Zu offensichtlich ist der Widerstand der regierenden Clans gegen eine breite wirtschaftliche und sozial ausgeglichene Entwicklung des an Erdölvorkommen reichen Landes. Bisher haben fast ausschließlich die den Präsidenten stellende Familie Alijew und einige wenige andere von dem Reichtum profitiert, während die Masse der Bevölkerung außerhalb der Hauptstadt in tiefer Armut lebt. Das könnte sich nun als Bumerang bei der angestrebten Integration des Landes in die europäische Staatenfamilie auswirken: Aserbaidschan droht der Ausschluss von der Mitarbeit im Europarat.

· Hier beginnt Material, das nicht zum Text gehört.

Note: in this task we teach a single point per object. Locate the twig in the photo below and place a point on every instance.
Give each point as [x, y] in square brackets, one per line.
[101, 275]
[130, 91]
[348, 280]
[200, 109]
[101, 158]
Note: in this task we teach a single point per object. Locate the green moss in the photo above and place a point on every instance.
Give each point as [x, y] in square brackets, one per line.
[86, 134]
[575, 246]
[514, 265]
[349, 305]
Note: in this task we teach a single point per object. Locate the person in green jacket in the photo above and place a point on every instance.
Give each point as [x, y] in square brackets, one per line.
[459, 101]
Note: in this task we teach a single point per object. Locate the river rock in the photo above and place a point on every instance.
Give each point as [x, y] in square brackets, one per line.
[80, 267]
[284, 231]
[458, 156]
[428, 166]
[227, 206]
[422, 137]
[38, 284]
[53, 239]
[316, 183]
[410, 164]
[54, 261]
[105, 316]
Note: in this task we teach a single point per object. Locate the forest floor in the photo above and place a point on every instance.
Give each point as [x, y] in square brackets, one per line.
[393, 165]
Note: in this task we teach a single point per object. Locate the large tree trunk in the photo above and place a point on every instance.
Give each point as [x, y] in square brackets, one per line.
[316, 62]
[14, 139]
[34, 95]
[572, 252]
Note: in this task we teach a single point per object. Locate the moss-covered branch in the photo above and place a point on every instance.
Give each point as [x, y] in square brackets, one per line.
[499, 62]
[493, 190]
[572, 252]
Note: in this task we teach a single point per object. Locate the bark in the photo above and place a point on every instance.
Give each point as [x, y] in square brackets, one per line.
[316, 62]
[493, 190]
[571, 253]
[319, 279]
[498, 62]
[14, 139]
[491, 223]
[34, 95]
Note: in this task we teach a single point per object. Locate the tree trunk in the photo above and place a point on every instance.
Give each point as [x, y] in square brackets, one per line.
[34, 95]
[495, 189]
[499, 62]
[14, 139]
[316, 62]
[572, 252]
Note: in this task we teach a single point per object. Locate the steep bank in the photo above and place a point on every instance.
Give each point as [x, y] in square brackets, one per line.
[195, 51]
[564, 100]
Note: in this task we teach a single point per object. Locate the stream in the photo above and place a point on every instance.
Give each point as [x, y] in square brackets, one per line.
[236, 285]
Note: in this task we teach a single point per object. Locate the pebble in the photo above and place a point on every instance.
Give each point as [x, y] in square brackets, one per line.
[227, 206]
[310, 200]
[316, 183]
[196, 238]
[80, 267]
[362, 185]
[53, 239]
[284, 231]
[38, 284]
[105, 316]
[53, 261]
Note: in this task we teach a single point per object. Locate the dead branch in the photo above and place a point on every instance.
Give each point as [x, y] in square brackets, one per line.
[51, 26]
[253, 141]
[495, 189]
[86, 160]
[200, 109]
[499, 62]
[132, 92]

Das aber wäre ein Novum in der Geschichte des Straßburger Staatenbundes. Nach wiederholten, erfolglos gebliebenen Mahnungen in den vergangenen Jahren, erklärte die Parlamentarische Versammlung des Europarats im vergangenen Juni die Novemberwahlen zum Prüfstein für die demokratische Glaubwürdigkeit Aserbaidschans und damit für die weitere Mitarbeit im Europarat. Sie forderte Regierung und Opposition auf, sich offiziell zu Demokratie, Gewaltverzicht und Menschenrechten zu bekennen. Im Januar 2006 soll nun, fünf Jahre nach der Aufnahme des Landes, geprüft werden, ob die Mitarbeit von Abgeordneten aus Aserbaidschan in Straßburg noch sinnvoll ist. Nach Ansicht des Schweizer Berichterstatters zu Aserbaidschan, Andreas Gross, der sich in den letzten vier Jahren 21-mal in dem Kaukasusland aufhielt, hat es in dieser Zeit keine freien und fairen Wahlen gegeben. Seit den von Gewalttätigkeiten besonders stark gekennzeichneten Präsidentschaftswahlen von 2003 sei die Stabilität im Lande auf Kosten der Menschenrechte - wie Versammlungsfreiheit, freie Meinungsäußerung und Recht auf faire Gerichtsverfahren - aufrechterhalten worden. Kundgebungen der Opposition waren verboten und die elektronischen Medien standen unter staatlicher Kontrolle. Die Ermordung des Herausgebers des Wochenmagazins "Monitor" habe ein Klima der Angst verbreitet.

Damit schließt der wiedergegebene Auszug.